Infrastructures of giving

Long distance shot of a double decker roman aquaduct with a river in the foreground
Photo by Xuan Nguyen / Unsplash

I started the Blueprint series in 2009 when it became clear to me that the world of "philanthropy" (501 c 3 s and foundations) in the USA was more myopic than I'd thought. I wanted that narrow dyad to understand that it did not control how we associate and assemble to make change, nor how we finance it. This is also the point of my last book, How We Give Now.

We can make a fairly accurate prediction of foundation giving in 2025. First, find the average, collective asset base of the foundation world over the last 60 months (See Candid, The Federal Reserve). Second, find the average spend out of foundations each year (see GivingUSA and The Urban Institute). Multiply one by the other and you'll be amazed at your predictive prescience (Look at that - AI! Uh no, multiplication).

But we the people come together in lots of ways that don't involve nonprofits or foundations. And these ways - informal networks, mutual aid, neighbors helping neighbors, coffee klatches, community groups, how we spend/boycott, what news orgs you support with your eyeballs and subscription dollars - are legion. They don't need a public face (or government registration) so they're harder to find with AI, prompt engineering, or keyword searches. They move money via cash apps or on crowdfunding platforms. Whatever number your maths produced when doing the multiplication problem in the above paragraph, it will be more interesting to see how much money GoFundMe and other crowdfunding platforms move. (These platforms, especially ActBlue, are quite vulnerable to politically-motivated digital sabotage - and identification of users). When crowdfunding surpasses foundation giving, we'll know we're fully in the landscape I started sketching in Blueprint 2010.

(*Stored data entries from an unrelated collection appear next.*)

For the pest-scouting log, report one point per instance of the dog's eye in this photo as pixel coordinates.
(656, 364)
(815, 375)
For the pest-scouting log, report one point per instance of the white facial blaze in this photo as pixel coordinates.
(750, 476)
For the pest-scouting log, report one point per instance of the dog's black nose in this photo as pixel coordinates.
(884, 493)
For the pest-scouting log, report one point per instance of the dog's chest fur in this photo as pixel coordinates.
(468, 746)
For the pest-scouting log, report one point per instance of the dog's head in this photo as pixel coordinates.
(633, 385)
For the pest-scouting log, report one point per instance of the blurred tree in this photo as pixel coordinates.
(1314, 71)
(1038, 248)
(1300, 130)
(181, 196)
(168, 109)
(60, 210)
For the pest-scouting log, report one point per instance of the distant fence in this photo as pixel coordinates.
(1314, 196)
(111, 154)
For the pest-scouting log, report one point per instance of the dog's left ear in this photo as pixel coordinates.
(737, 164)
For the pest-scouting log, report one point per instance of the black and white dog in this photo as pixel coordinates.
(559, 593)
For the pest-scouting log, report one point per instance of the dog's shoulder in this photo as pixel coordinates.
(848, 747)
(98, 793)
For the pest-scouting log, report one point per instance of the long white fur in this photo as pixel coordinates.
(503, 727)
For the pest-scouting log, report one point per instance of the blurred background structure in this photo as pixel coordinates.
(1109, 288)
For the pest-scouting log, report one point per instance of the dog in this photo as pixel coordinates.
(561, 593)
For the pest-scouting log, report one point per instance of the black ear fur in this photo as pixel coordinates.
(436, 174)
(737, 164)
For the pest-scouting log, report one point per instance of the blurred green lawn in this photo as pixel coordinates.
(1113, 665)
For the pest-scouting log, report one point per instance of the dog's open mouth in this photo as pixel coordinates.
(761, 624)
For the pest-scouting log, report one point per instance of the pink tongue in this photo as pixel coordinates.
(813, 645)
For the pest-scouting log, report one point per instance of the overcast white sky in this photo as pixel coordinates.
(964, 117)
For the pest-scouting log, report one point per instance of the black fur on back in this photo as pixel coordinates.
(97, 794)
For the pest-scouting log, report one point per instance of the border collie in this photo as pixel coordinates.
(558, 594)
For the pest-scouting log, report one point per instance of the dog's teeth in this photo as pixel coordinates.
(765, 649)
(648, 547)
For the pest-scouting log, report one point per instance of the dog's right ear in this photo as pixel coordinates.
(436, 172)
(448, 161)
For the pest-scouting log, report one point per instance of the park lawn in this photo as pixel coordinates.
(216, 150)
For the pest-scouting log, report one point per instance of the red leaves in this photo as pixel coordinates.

To be clear - crowdfunding is biased and skewed toward those with resources. It is no more democratic than foundation giving in that regard. But it does allow for creative naming, some degree of donor obfuscation, and a few layers of intermediation to slow down the digital goons. There have been lots of foundation matching grants for projects on crowdfunding platforms over the years - an idea worth considering for donors looking to support individuals/families without declaring their work as oppositional to the government.

I've written before about how these online platforms were "becoming" critical giving infrastructure and how they - as such - deserved a much closer eye from regulators in terms of what gets shown, how they handle tax exemptions, etc. That has not happened, perhaps to the good. All kinds of efforts can raise money on these platforms, allowing for all kinds of obfuscation.

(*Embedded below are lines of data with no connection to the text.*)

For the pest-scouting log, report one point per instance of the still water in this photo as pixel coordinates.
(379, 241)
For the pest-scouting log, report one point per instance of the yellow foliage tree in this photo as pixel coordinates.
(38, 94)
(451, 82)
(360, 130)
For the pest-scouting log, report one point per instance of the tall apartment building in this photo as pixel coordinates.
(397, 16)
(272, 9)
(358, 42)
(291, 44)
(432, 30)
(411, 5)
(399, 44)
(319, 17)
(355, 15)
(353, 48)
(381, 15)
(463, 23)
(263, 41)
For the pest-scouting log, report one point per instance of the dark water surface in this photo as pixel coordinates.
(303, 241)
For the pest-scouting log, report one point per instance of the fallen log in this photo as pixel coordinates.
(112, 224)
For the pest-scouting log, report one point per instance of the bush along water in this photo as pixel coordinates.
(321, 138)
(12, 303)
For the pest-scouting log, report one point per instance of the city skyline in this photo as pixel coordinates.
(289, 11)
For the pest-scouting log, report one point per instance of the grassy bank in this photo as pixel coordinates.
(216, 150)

Waking up everyday as an individual afraid for my safety is not entirely new (I'm a woman in America for crissakes. Also Jewish, gay, disabled - it's a quadfecta for the current administration), but it now lives in a much deeper place in what some of my ancestors would have called "my kishkas." It's important that we in civil society anticipate the government's tactics and arrange ourselves accordingly.

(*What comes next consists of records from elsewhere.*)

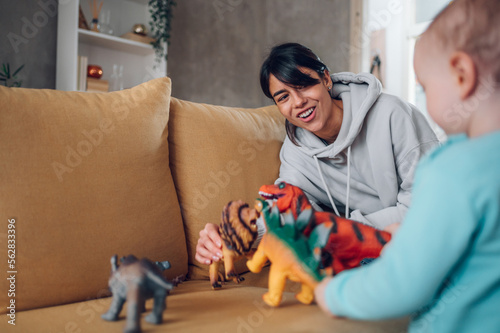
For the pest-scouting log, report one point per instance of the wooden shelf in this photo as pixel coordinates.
(113, 42)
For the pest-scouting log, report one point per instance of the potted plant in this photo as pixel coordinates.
(161, 18)
(10, 79)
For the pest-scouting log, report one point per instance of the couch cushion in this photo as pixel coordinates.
(85, 176)
(194, 307)
(218, 154)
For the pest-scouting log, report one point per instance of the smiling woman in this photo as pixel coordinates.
(350, 147)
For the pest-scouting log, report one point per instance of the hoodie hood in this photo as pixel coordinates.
(358, 93)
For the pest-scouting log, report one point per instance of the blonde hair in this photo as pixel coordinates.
(473, 27)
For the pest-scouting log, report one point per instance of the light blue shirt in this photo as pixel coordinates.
(442, 267)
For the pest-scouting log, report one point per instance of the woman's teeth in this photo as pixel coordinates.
(306, 113)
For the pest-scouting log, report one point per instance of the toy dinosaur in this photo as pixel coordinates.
(292, 255)
(238, 231)
(135, 281)
(305, 245)
(349, 242)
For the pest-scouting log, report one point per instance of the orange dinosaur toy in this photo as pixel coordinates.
(349, 241)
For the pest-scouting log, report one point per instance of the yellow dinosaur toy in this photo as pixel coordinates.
(292, 255)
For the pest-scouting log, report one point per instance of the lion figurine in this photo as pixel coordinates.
(238, 230)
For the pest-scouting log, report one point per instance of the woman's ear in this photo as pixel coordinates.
(327, 80)
(464, 73)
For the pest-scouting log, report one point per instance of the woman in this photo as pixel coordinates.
(351, 148)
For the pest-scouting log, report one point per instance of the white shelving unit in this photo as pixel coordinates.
(138, 59)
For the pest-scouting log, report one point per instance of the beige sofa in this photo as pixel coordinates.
(84, 176)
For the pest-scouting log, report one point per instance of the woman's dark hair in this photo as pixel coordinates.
(283, 62)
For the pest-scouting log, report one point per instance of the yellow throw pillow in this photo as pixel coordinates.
(219, 154)
(85, 176)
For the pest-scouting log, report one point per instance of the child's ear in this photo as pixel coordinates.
(464, 73)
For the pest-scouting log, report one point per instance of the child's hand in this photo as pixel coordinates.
(319, 294)
(209, 246)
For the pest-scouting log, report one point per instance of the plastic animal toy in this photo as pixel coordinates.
(292, 255)
(238, 231)
(305, 245)
(135, 281)
(349, 242)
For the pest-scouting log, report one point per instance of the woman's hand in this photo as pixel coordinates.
(209, 246)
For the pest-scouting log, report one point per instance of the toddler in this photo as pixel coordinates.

There are real challenges to c3 nonprofits and foundations, and they are terribly important to the ongoing project that is democracy. But they are not - by any means - the only tools we have to assemble, associate, and express ourselves. The smarter the formal organizations get about safety and digital security and lawsuits, etc. the better. But let them simultaneously get smarter about the broader context of change making tactics and tools that communities have always used, and are likely to depend on now as ever.